In recent years, the global community has faced an escalating challenge: combating climate change while sustaining economic growth. In the United Kingdom, one significant stride towards this dual objective is the implementation of SECR regulation. Designed to enhance climate transparency among UK businesses, SECR is a crucial step towards a more sustainable future.

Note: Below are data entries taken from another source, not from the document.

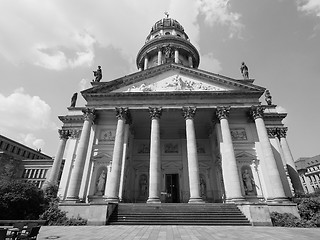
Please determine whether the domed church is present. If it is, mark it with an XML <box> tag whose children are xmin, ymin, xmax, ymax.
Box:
<box><xmin>47</xmin><ymin>15</ymin><xmax>303</xmax><ymax>224</ymax></box>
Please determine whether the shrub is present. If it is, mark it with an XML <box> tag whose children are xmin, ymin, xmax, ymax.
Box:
<box><xmin>270</xmin><ymin>212</ymin><xmax>301</xmax><ymax>227</ymax></box>
<box><xmin>0</xmin><ymin>180</ymin><xmax>45</xmax><ymax>220</ymax></box>
<box><xmin>39</xmin><ymin>201</ymin><xmax>87</xmax><ymax>226</ymax></box>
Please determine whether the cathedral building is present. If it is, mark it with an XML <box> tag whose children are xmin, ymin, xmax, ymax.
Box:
<box><xmin>47</xmin><ymin>16</ymin><xmax>303</xmax><ymax>224</ymax></box>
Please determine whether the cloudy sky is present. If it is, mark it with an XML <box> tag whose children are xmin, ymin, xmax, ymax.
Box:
<box><xmin>0</xmin><ymin>0</ymin><xmax>320</xmax><ymax>159</ymax></box>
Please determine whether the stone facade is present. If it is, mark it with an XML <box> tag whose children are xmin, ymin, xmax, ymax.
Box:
<box><xmin>48</xmin><ymin>18</ymin><xmax>302</xmax><ymax>210</ymax></box>
<box><xmin>0</xmin><ymin>135</ymin><xmax>53</xmax><ymax>188</ymax></box>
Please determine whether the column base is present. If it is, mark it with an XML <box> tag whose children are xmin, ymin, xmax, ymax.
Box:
<box><xmin>64</xmin><ymin>197</ymin><xmax>81</xmax><ymax>203</ymax></box>
<box><xmin>188</xmin><ymin>198</ymin><xmax>205</xmax><ymax>203</ymax></box>
<box><xmin>267</xmin><ymin>197</ymin><xmax>290</xmax><ymax>203</ymax></box>
<box><xmin>106</xmin><ymin>197</ymin><xmax>119</xmax><ymax>203</ymax></box>
<box><xmin>147</xmin><ymin>198</ymin><xmax>161</xmax><ymax>203</ymax></box>
<box><xmin>226</xmin><ymin>197</ymin><xmax>246</xmax><ymax>203</ymax></box>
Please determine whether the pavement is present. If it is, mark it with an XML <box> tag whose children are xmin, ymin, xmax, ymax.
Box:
<box><xmin>37</xmin><ymin>225</ymin><xmax>320</xmax><ymax>240</ymax></box>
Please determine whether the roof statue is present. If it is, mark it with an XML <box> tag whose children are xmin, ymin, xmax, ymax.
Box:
<box><xmin>93</xmin><ymin>66</ymin><xmax>102</xmax><ymax>82</ymax></box>
<box><xmin>240</xmin><ymin>62</ymin><xmax>249</xmax><ymax>79</ymax></box>
<box><xmin>264</xmin><ymin>90</ymin><xmax>272</xmax><ymax>105</ymax></box>
<box><xmin>70</xmin><ymin>93</ymin><xmax>78</xmax><ymax>107</ymax></box>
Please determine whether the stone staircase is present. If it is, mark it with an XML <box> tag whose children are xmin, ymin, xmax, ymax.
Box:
<box><xmin>107</xmin><ymin>203</ymin><xmax>251</xmax><ymax>226</ymax></box>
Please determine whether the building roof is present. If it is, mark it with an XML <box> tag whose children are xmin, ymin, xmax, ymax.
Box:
<box><xmin>0</xmin><ymin>135</ymin><xmax>52</xmax><ymax>160</ymax></box>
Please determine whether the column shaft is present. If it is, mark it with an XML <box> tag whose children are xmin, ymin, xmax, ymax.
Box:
<box><xmin>188</xmin><ymin>56</ymin><xmax>193</xmax><ymax>68</ymax></box>
<box><xmin>42</xmin><ymin>130</ymin><xmax>69</xmax><ymax>189</ymax></box>
<box><xmin>217</xmin><ymin>107</ymin><xmax>244</xmax><ymax>202</ymax></box>
<box><xmin>143</xmin><ymin>55</ymin><xmax>148</xmax><ymax>70</ymax></box>
<box><xmin>106</xmin><ymin>108</ymin><xmax>128</xmax><ymax>202</ymax></box>
<box><xmin>280</xmin><ymin>131</ymin><xmax>304</xmax><ymax>194</ymax></box>
<box><xmin>174</xmin><ymin>49</ymin><xmax>179</xmax><ymax>63</ymax></box>
<box><xmin>158</xmin><ymin>48</ymin><xmax>162</xmax><ymax>65</ymax></box>
<box><xmin>253</xmin><ymin>106</ymin><xmax>287</xmax><ymax>201</ymax></box>
<box><xmin>119</xmin><ymin>124</ymin><xmax>129</xmax><ymax>201</ymax></box>
<box><xmin>147</xmin><ymin>108</ymin><xmax>162</xmax><ymax>203</ymax></box>
<box><xmin>182</xmin><ymin>107</ymin><xmax>203</xmax><ymax>203</ymax></box>
<box><xmin>66</xmin><ymin>109</ymin><xmax>94</xmax><ymax>201</ymax></box>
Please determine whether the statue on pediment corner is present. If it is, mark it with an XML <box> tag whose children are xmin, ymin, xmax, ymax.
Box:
<box><xmin>93</xmin><ymin>66</ymin><xmax>102</xmax><ymax>82</ymax></box>
<box><xmin>264</xmin><ymin>90</ymin><xmax>272</xmax><ymax>105</ymax></box>
<box><xmin>70</xmin><ymin>93</ymin><xmax>78</xmax><ymax>107</ymax></box>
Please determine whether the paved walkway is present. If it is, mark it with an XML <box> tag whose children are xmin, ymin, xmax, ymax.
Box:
<box><xmin>37</xmin><ymin>225</ymin><xmax>320</xmax><ymax>240</ymax></box>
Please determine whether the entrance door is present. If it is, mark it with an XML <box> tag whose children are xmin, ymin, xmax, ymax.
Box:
<box><xmin>166</xmin><ymin>174</ymin><xmax>179</xmax><ymax>203</ymax></box>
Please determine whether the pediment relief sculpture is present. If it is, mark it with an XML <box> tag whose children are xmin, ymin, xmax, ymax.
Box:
<box><xmin>126</xmin><ymin>75</ymin><xmax>225</xmax><ymax>92</ymax></box>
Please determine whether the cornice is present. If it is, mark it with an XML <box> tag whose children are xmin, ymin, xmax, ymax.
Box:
<box><xmin>81</xmin><ymin>63</ymin><xmax>265</xmax><ymax>100</ymax></box>
<box><xmin>136</xmin><ymin>36</ymin><xmax>200</xmax><ymax>68</ymax></box>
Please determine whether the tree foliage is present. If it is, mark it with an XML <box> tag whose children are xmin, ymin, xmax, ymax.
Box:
<box><xmin>0</xmin><ymin>180</ymin><xmax>45</xmax><ymax>220</ymax></box>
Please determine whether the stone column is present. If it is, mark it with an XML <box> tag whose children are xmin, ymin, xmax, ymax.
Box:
<box><xmin>251</xmin><ymin>105</ymin><xmax>287</xmax><ymax>201</ymax></box>
<box><xmin>42</xmin><ymin>129</ymin><xmax>70</xmax><ymax>189</ymax></box>
<box><xmin>66</xmin><ymin>108</ymin><xmax>95</xmax><ymax>201</ymax></box>
<box><xmin>106</xmin><ymin>107</ymin><xmax>129</xmax><ymax>202</ymax></box>
<box><xmin>143</xmin><ymin>54</ymin><xmax>149</xmax><ymax>70</ymax></box>
<box><xmin>174</xmin><ymin>48</ymin><xmax>179</xmax><ymax>63</ymax></box>
<box><xmin>182</xmin><ymin>107</ymin><xmax>203</xmax><ymax>203</ymax></box>
<box><xmin>278</xmin><ymin>127</ymin><xmax>304</xmax><ymax>194</ymax></box>
<box><xmin>119</xmin><ymin>116</ymin><xmax>131</xmax><ymax>202</ymax></box>
<box><xmin>158</xmin><ymin>47</ymin><xmax>162</xmax><ymax>65</ymax></box>
<box><xmin>216</xmin><ymin>107</ymin><xmax>244</xmax><ymax>202</ymax></box>
<box><xmin>147</xmin><ymin>107</ymin><xmax>162</xmax><ymax>203</ymax></box>
<box><xmin>188</xmin><ymin>55</ymin><xmax>193</xmax><ymax>68</ymax></box>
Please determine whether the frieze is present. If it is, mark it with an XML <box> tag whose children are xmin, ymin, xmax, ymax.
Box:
<box><xmin>164</xmin><ymin>142</ymin><xmax>179</xmax><ymax>154</ymax></box>
<box><xmin>250</xmin><ymin>105</ymin><xmax>265</xmax><ymax>120</ymax></box>
<box><xmin>58</xmin><ymin>129</ymin><xmax>70</xmax><ymax>139</ymax></box>
<box><xmin>69</xmin><ymin>129</ymin><xmax>81</xmax><ymax>139</ymax></box>
<box><xmin>230</xmin><ymin>128</ymin><xmax>248</xmax><ymax>141</ymax></box>
<box><xmin>182</xmin><ymin>107</ymin><xmax>197</xmax><ymax>120</ymax></box>
<box><xmin>99</xmin><ymin>129</ymin><xmax>116</xmax><ymax>144</ymax></box>
<box><xmin>137</xmin><ymin>143</ymin><xmax>150</xmax><ymax>154</ymax></box>
<box><xmin>149</xmin><ymin>107</ymin><xmax>162</xmax><ymax>119</ymax></box>
<box><xmin>82</xmin><ymin>108</ymin><xmax>96</xmax><ymax>122</ymax></box>
<box><xmin>216</xmin><ymin>107</ymin><xmax>230</xmax><ymax>120</ymax></box>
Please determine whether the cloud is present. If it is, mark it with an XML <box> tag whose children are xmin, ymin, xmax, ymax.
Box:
<box><xmin>200</xmin><ymin>53</ymin><xmax>222</xmax><ymax>73</ymax></box>
<box><xmin>0</xmin><ymin>0</ymin><xmax>242</xmax><ymax>71</ymax></box>
<box><xmin>0</xmin><ymin>88</ymin><xmax>55</xmax><ymax>131</ymax></box>
<box><xmin>18</xmin><ymin>133</ymin><xmax>45</xmax><ymax>149</ymax></box>
<box><xmin>297</xmin><ymin>0</ymin><xmax>320</xmax><ymax>17</ymax></box>
<box><xmin>197</xmin><ymin>0</ymin><xmax>244</xmax><ymax>38</ymax></box>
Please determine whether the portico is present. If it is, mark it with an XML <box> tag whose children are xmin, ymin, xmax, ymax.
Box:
<box><xmin>48</xmin><ymin>14</ymin><xmax>299</xmax><ymax>225</ymax></box>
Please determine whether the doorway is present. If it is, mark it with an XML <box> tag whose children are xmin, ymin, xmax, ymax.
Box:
<box><xmin>166</xmin><ymin>174</ymin><xmax>180</xmax><ymax>203</ymax></box>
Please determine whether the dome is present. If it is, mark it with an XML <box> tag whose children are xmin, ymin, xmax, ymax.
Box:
<box><xmin>136</xmin><ymin>14</ymin><xmax>200</xmax><ymax>70</ymax></box>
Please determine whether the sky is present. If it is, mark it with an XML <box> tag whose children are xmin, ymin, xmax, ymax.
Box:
<box><xmin>0</xmin><ymin>0</ymin><xmax>320</xmax><ymax>159</ymax></box>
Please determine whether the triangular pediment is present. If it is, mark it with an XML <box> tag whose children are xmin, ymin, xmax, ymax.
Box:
<box><xmin>113</xmin><ymin>70</ymin><xmax>234</xmax><ymax>92</ymax></box>
<box><xmin>82</xmin><ymin>64</ymin><xmax>265</xmax><ymax>95</ymax></box>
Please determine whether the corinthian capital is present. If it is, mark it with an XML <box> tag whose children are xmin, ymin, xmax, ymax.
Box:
<box><xmin>149</xmin><ymin>107</ymin><xmax>162</xmax><ymax>119</ymax></box>
<box><xmin>250</xmin><ymin>105</ymin><xmax>265</xmax><ymax>120</ymax></box>
<box><xmin>82</xmin><ymin>108</ymin><xmax>96</xmax><ymax>122</ymax></box>
<box><xmin>116</xmin><ymin>107</ymin><xmax>129</xmax><ymax>121</ymax></box>
<box><xmin>182</xmin><ymin>107</ymin><xmax>197</xmax><ymax>120</ymax></box>
<box><xmin>216</xmin><ymin>107</ymin><xmax>230</xmax><ymax>120</ymax></box>
<box><xmin>58</xmin><ymin>129</ymin><xmax>70</xmax><ymax>139</ymax></box>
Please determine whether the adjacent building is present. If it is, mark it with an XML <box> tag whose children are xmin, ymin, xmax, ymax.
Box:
<box><xmin>295</xmin><ymin>155</ymin><xmax>320</xmax><ymax>193</ymax></box>
<box><xmin>0</xmin><ymin>135</ymin><xmax>53</xmax><ymax>188</ymax></box>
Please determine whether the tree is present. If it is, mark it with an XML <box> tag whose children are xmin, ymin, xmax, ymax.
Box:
<box><xmin>0</xmin><ymin>180</ymin><xmax>45</xmax><ymax>220</ymax></box>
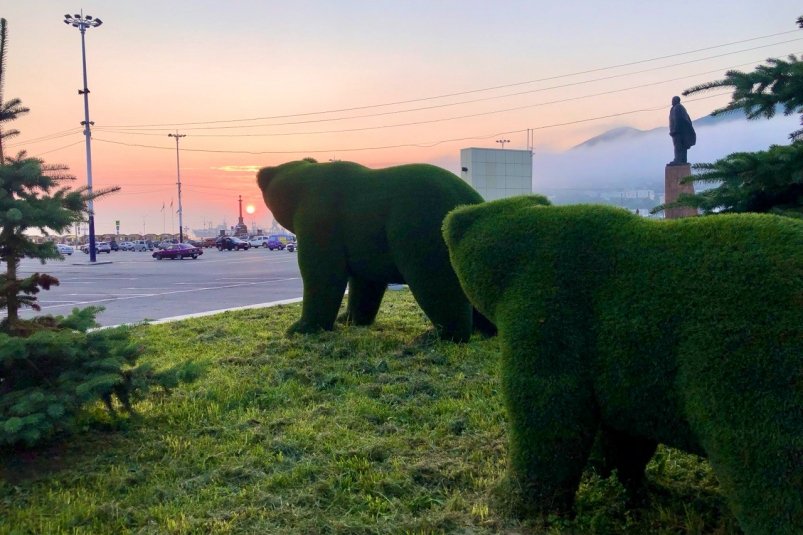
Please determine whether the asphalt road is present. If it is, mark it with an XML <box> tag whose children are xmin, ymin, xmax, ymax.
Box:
<box><xmin>12</xmin><ymin>248</ymin><xmax>303</xmax><ymax>326</ymax></box>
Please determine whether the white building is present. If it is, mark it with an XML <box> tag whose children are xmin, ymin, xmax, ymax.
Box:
<box><xmin>460</xmin><ymin>148</ymin><xmax>533</xmax><ymax>201</ymax></box>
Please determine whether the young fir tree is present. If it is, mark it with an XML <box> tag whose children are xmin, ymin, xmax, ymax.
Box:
<box><xmin>0</xmin><ymin>18</ymin><xmax>30</xmax><ymax>165</ymax></box>
<box><xmin>0</xmin><ymin>152</ymin><xmax>119</xmax><ymax>332</ymax></box>
<box><xmin>653</xmin><ymin>17</ymin><xmax>803</xmax><ymax>217</ymax></box>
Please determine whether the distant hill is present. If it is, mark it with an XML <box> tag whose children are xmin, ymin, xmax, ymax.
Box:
<box><xmin>569</xmin><ymin>110</ymin><xmax>752</xmax><ymax>150</ymax></box>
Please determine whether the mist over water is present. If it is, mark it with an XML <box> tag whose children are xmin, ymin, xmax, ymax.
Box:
<box><xmin>533</xmin><ymin>114</ymin><xmax>800</xmax><ymax>193</ymax></box>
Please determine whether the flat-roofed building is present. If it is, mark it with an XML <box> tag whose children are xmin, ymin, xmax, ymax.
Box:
<box><xmin>460</xmin><ymin>147</ymin><xmax>533</xmax><ymax>201</ymax></box>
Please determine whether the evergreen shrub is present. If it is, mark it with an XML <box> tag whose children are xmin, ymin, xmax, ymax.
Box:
<box><xmin>444</xmin><ymin>197</ymin><xmax>803</xmax><ymax>534</ymax></box>
<box><xmin>0</xmin><ymin>307</ymin><xmax>198</xmax><ymax>447</ymax></box>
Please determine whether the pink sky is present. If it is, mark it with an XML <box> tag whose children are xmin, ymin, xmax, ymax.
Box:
<box><xmin>6</xmin><ymin>0</ymin><xmax>803</xmax><ymax>233</ymax></box>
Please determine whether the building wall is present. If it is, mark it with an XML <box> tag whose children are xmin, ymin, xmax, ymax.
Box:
<box><xmin>460</xmin><ymin>148</ymin><xmax>533</xmax><ymax>201</ymax></box>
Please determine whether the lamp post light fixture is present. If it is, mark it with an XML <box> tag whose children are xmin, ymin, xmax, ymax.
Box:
<box><xmin>167</xmin><ymin>130</ymin><xmax>187</xmax><ymax>243</ymax></box>
<box><xmin>64</xmin><ymin>10</ymin><xmax>103</xmax><ymax>262</ymax></box>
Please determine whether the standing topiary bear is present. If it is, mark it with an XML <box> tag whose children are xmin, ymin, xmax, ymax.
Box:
<box><xmin>444</xmin><ymin>197</ymin><xmax>803</xmax><ymax>534</ymax></box>
<box><xmin>257</xmin><ymin>159</ymin><xmax>492</xmax><ymax>342</ymax></box>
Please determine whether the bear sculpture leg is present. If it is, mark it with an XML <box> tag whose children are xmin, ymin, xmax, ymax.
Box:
<box><xmin>341</xmin><ymin>277</ymin><xmax>388</xmax><ymax>325</ymax></box>
<box><xmin>287</xmin><ymin>247</ymin><xmax>347</xmax><ymax>334</ymax></box>
<box><xmin>596</xmin><ymin>424</ymin><xmax>658</xmax><ymax>500</ymax></box>
<box><xmin>401</xmin><ymin>265</ymin><xmax>473</xmax><ymax>342</ymax></box>
<box><xmin>502</xmin><ymin>344</ymin><xmax>599</xmax><ymax>515</ymax></box>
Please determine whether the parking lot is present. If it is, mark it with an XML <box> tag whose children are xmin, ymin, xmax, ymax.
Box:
<box><xmin>13</xmin><ymin>248</ymin><xmax>303</xmax><ymax>325</ymax></box>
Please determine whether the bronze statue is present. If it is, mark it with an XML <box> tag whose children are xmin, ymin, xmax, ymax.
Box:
<box><xmin>669</xmin><ymin>97</ymin><xmax>697</xmax><ymax>165</ymax></box>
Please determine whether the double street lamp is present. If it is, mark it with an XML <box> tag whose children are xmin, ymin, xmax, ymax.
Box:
<box><xmin>64</xmin><ymin>11</ymin><xmax>103</xmax><ymax>262</ymax></box>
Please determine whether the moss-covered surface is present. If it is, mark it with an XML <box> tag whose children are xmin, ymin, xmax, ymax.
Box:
<box><xmin>444</xmin><ymin>197</ymin><xmax>803</xmax><ymax>533</ymax></box>
<box><xmin>257</xmin><ymin>160</ymin><xmax>482</xmax><ymax>341</ymax></box>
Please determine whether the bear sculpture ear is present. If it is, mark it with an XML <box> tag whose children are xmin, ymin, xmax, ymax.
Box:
<box><xmin>257</xmin><ymin>167</ymin><xmax>277</xmax><ymax>191</ymax></box>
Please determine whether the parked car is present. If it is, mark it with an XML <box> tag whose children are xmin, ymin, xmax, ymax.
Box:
<box><xmin>268</xmin><ymin>234</ymin><xmax>296</xmax><ymax>251</ymax></box>
<box><xmin>56</xmin><ymin>243</ymin><xmax>75</xmax><ymax>256</ymax></box>
<box><xmin>248</xmin><ymin>236</ymin><xmax>268</xmax><ymax>249</ymax></box>
<box><xmin>131</xmin><ymin>240</ymin><xmax>153</xmax><ymax>251</ymax></box>
<box><xmin>265</xmin><ymin>236</ymin><xmax>285</xmax><ymax>251</ymax></box>
<box><xmin>215</xmin><ymin>236</ymin><xmax>251</xmax><ymax>251</ymax></box>
<box><xmin>81</xmin><ymin>241</ymin><xmax>112</xmax><ymax>254</ymax></box>
<box><xmin>152</xmin><ymin>243</ymin><xmax>204</xmax><ymax>260</ymax></box>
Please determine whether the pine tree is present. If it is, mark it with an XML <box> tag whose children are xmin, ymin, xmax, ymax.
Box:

SECR, introduced by the UK government, represents a significant step towards improving climate transparency among businesses operating within the UK. This regulation acknowledges the dual imperative of addressing climate change risks while concurrently striving for better energy efficiency across industries.
The rationale behind SECR is clear: climate change poses not only environmental threats but also substantial economic risks. Take, for example, the projections by Swiss Re, a leading reinsurance firm, which suggests that without intervention, the world could face a staggering 18% GDP loss by 2050 due to climate-related issues. Such forecasts highlight the urgent need for action. By mandating the disclosure of energy usage and greenhouse gas emissions alongside financial reports, SECR aims to bridge the gap in high-quality data availability, essential for informed decision-making.
SECR is a successor to the Carbon Reduction Commitment (CRC) Energy Efficiency Scheme. Effective since April 1st, 2019, SECR mandates that large UK organisations disclose their electricity usage and greenhouse gas emissions related to energy and fossil fuel usage alongside their financial reports.